Because it’s in the Constitution. Right?

Wrong. The Constitution is not only vague about political parties, I can’t find a sentence in the nation’s document about a single political party.

I am an independent. That means that I do not belong to any political party. Independents bug Democrats and Republicans alike.

Both parties would have us all believe this democratic republic would wither and die without a two-party system.

That’s the way the parties try to make themselves absolutely necessary. They aren’t.

But here’s the way I see the Constitution: Each state can come up with a way to elect and send to Washington two senators and the number of representatives the federal government allows that state.

In the case of West Virginia, the number of representatives is three. I am so old I remember when we sent five — or maybe six.

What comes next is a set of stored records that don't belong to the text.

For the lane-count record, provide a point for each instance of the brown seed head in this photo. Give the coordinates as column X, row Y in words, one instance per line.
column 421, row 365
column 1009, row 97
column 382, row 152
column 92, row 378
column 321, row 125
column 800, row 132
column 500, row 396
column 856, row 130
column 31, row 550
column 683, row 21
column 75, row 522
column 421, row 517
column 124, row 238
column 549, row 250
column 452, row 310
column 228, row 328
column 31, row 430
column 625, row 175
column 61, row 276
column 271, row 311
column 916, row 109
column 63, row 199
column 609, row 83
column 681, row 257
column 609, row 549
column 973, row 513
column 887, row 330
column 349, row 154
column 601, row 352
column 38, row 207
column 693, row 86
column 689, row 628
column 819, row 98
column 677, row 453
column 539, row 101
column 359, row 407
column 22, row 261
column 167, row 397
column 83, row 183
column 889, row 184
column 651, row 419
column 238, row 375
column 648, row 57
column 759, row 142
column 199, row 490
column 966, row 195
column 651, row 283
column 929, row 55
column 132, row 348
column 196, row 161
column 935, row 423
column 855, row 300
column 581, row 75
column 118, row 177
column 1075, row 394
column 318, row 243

That was before Mountain Mama began to shrivel up and die.

When it comes to the presidency, I believe — but not sure — the Constitution says every state will hold an election on the first Tuesday after the first Monday in November every four years, not to elect a president but to elect electors who will go to Washington later to elect a president.

None of this rigmarole has anything to do with Democrats or Republicans or any other party.

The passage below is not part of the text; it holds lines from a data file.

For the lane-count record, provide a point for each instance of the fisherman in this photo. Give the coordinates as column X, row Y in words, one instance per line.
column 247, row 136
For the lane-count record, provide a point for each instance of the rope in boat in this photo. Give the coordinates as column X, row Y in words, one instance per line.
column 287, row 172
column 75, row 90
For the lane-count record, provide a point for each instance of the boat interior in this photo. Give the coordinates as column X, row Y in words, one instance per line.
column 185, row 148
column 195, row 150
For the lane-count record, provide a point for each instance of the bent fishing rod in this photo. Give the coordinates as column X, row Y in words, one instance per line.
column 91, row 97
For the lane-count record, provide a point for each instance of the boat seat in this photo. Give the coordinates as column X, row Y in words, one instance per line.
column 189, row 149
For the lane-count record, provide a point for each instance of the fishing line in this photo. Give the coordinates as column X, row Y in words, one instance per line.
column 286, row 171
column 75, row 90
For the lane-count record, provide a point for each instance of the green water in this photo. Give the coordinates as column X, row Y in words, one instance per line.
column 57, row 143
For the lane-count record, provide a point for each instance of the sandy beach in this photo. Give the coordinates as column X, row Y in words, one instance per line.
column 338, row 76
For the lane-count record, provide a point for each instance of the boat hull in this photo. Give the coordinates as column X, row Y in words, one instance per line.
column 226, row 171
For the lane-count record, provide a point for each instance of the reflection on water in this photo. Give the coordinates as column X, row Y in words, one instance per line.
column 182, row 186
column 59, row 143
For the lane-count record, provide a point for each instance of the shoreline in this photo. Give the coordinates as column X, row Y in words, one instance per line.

Primaries? Absolutely not necessary and not prescribed by the Constitution. They are creations of political parties, as are party conventions.

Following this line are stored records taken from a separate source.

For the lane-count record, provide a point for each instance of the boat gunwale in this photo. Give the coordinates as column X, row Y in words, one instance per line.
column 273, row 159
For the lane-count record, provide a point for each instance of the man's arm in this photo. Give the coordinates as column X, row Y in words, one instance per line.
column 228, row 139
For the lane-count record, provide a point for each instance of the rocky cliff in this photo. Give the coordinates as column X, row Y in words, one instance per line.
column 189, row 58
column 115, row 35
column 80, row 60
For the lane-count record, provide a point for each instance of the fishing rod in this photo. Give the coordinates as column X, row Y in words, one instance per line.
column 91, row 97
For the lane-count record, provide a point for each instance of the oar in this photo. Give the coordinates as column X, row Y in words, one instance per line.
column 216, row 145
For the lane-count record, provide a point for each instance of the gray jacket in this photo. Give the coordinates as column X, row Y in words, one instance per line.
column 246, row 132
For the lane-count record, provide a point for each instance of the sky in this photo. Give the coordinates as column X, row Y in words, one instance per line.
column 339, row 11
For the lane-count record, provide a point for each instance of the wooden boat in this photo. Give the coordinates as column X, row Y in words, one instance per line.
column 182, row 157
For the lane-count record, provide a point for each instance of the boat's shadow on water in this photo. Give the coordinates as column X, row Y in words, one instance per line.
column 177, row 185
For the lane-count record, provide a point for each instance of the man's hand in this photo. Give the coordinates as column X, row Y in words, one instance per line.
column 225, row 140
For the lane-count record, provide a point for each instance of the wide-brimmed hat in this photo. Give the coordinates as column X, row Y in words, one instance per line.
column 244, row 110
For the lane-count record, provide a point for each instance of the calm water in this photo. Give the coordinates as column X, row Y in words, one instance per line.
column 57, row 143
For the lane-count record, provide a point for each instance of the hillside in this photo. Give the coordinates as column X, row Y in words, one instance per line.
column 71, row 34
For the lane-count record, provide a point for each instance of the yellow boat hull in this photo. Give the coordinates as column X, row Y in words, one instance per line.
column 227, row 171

What say we do away with parties and primary elections and allow everyone who wants to run for any political office to put their names on the ballot and, once the elections are over, count everything and the one who gets the most votes gets the office he or she seeks.

Too complicated, you say? Too chaotic? Remember this: In most presidential elections, about 42 percent of the registered voters don’t vote. Most of those people would say they don’t vote because the candidates of neither party appeal to them and they don’t see either party sending up candidates in the primary election who are worthy to be elected.

I have been an independent for 50 years, and there hasn’t been an election during that time when I haven’t had to hold my nose more than once when I pulled a lever.

I know nothing will change just because I suggest a more democratic way of holding elections. But that doesn’t mean we shouldn’t have more than two parties or no parties at all.

If the parties disappear, there would be less hanky panky and, I suspect, a lot less political stupidity.